“Libur telah tiba… libur telah tiba… hore… hore…” begitu kata lagu. Liburan kali ini biasa-biasa saja seperti sekian banyak liburan sebelumnya. Memulai aktivitas di pagi hari dengan mengajarkan anak-anak kecil membaca ayat suci Al-Qur’an, lalu duduk sejenak dan dan memeriksa apakah secangkir kopi hangat menghadiri kelas merenung pagi ini. Merapihkan rumah dengan nama lain yang terkenal, yaitu “kapal pecah”.
Pada liburan kali ini, sang tokoh utama memiliki hobi yaitu memanjakan ibu jari dengan konten-konten di media sosial. Ia juga bermain bersama teman-teman pesantrennya, lalu membuat forum diskusi agar terlihat seperti perkumpulan mahasiswa. Tokoh utama dan teman-temannya menangis setelah menonton film tentang ayah berkebutuhan khusus yang sayang pada anaknya, tapi ia difitnah dan masuk penjara, Untungnya para tahanan lainnya berbaik hati membantu dirinya bertemu dengan anaknya, kami pun berlomba-lomba menutupi air mata setelah film selesai.
Jadwal kegiatan tokoh utama sangatlah padat, ia harus mengajarkan anak-anak kecil mengaji dari hari Senin hingga Kamis, ia juga harus menghadiri kajian-kajian kitab kuning “Kifayah al-Akhyar”, “Irsyad al-‘Ibad”, dan beberapa kitab lain. Syukurlah, sang tokoh utama masih beribadah lima waktu di mushala dekat rumahnya.
Sang tokoh utama sangat bosan karena tidak memiliki teman rumah, ia berkelana mengelilingi Bekasi yang diwarnai oleh polusi. Hatinya sangat kecewa saat ia tidak diizinkan oleh orang tuanya pergi ke Bandung, padahal rencananya sudah ada jauh-jauh hari, tapi hanya menjadi wacana untuk dirinya. Ia sangat membayangkan apabila ia pergi ke Bandung, ia ingin menikmati syahdunya Bumi Pasundan ditemani lagu “Bunga Abadi” milik Rio Clappy, dan menangkap momen tersebut agar dapat dijadikan sorotan Instagram.
Tokoh utama mencari arti untuk liburannya, kesan dan pesan apa yang ia dapat. Ia sendiri bingung harus menulis apa untuk tugas sekolah menulis cerpen tentang liburan sebanyak dua halaman, sedangkan ia tidak pergi kemana-mana. Sepertinya ia lelah dengan enam bulan di pesantren dengan banyak kejadian-kejadian yang cocok diceritakan ke Nadia Omara, karena itulah tokoh utama hanya ingin memperbaiki waktu tidur pada tiga minggu liburan yang sedikit ini.
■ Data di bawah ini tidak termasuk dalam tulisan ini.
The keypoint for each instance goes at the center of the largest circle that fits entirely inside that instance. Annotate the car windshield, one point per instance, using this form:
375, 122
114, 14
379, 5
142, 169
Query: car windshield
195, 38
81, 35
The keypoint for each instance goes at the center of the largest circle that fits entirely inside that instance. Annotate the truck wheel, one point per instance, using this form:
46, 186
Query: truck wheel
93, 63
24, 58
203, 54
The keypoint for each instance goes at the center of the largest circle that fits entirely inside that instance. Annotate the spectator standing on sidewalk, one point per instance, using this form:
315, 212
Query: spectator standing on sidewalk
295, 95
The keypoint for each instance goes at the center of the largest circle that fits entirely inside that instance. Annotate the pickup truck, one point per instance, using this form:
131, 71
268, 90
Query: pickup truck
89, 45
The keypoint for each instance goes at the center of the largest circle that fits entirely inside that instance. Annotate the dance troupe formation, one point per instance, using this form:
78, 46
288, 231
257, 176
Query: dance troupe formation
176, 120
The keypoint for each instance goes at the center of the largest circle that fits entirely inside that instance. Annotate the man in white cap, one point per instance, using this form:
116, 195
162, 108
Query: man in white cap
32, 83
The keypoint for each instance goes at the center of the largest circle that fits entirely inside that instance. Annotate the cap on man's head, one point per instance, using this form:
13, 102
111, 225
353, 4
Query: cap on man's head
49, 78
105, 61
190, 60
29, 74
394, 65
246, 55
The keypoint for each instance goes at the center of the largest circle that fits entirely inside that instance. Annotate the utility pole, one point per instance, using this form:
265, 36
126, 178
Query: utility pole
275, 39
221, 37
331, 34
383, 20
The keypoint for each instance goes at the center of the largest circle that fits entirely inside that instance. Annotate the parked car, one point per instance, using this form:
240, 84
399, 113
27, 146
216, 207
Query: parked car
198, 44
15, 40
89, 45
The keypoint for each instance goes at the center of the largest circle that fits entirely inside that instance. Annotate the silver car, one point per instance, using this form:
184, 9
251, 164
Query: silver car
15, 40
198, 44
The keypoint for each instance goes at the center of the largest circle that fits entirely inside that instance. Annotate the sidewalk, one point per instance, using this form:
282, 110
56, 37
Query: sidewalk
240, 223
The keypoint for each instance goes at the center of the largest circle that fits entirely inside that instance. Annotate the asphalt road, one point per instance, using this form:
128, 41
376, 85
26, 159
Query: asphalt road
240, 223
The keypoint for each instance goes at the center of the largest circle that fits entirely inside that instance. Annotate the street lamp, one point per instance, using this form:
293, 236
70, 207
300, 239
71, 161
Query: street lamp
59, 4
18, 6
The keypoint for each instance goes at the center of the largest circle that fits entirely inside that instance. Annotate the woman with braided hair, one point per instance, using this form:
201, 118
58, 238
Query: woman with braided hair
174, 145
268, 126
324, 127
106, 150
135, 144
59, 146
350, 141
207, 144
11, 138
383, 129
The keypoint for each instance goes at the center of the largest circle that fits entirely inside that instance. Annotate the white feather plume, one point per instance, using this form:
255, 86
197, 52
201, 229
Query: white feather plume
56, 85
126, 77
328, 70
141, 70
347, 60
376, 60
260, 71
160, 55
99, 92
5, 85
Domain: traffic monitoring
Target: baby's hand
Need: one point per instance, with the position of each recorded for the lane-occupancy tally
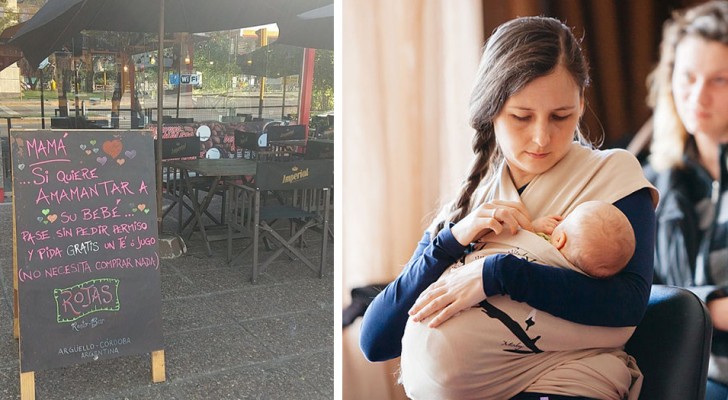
(546, 224)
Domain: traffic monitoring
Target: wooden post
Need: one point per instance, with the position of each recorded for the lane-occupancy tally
(304, 99)
(158, 366)
(16, 322)
(27, 385)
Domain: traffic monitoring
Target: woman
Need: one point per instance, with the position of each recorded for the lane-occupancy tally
(526, 106)
(689, 95)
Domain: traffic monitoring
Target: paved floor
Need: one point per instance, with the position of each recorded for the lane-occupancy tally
(225, 338)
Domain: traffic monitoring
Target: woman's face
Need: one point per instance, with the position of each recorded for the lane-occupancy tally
(536, 125)
(700, 87)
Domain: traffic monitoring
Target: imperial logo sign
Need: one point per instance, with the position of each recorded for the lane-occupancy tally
(295, 175)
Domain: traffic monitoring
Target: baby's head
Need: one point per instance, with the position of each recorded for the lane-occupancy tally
(596, 237)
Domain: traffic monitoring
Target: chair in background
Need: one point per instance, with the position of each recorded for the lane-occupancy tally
(252, 215)
(174, 188)
(247, 143)
(672, 345)
(319, 149)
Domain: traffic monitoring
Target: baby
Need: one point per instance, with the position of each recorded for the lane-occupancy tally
(596, 237)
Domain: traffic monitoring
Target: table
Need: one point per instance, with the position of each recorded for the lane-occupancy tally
(214, 172)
Membuat cerita bukan keahlian tokoh utama, ia hanya senang membuat-buat cerita dan menambahkan kalimat “tapi bohong” pada akhir cerita. pada tugasnya saja, ia tidak memedulikan struktur, kaidah, dan unsur-unsur dalam cerpen. ia hanya memiliki cerita tentang kesal karena tempat memangkas rambut yang baru dan mahal, ternyata mengecewakan.
Untuk kesekian kalinya, tokoh utama tidak menemukan arti untuk liburannya, tiba-tiba ia diajak untuk menyusuri daerah Blok M untuk pertama kali, dan melihat banyak orang menggunakan baju adat Blok M. selama ia berjalan, ia hanya memikirkan tujuan, pekerjaan, uang jajan, orang-orang yang juga singgah di Blok M. Di sana ia hanya berbincang-bincang sambil menikmati dimsum dan teh yang harganya bisa membeli tiga bungkus nasi padang, ia tetap memakannya karena temannya meneraktirnya, dan banyak orang bilang kalau rezeki jangan ditolak. Ia mengakhiri perjalanannya dengan berdiri dengan kaki yang sakit dan lantai kereta yang basah karena hujan.
Untungnya ada cerita Blok M yang menjadikan tokoh utama dapat memasuki halaman ke dua untuk tugasnya. Awalnya ia mengira ceritannya akan selesai di setengah halaman pertama. Tokoh utama memang payah, awalnya ia punya banyak rencana untuk liburan kali ini, tapi semua itu hilang entah kemana. Ceritanya pun selesai.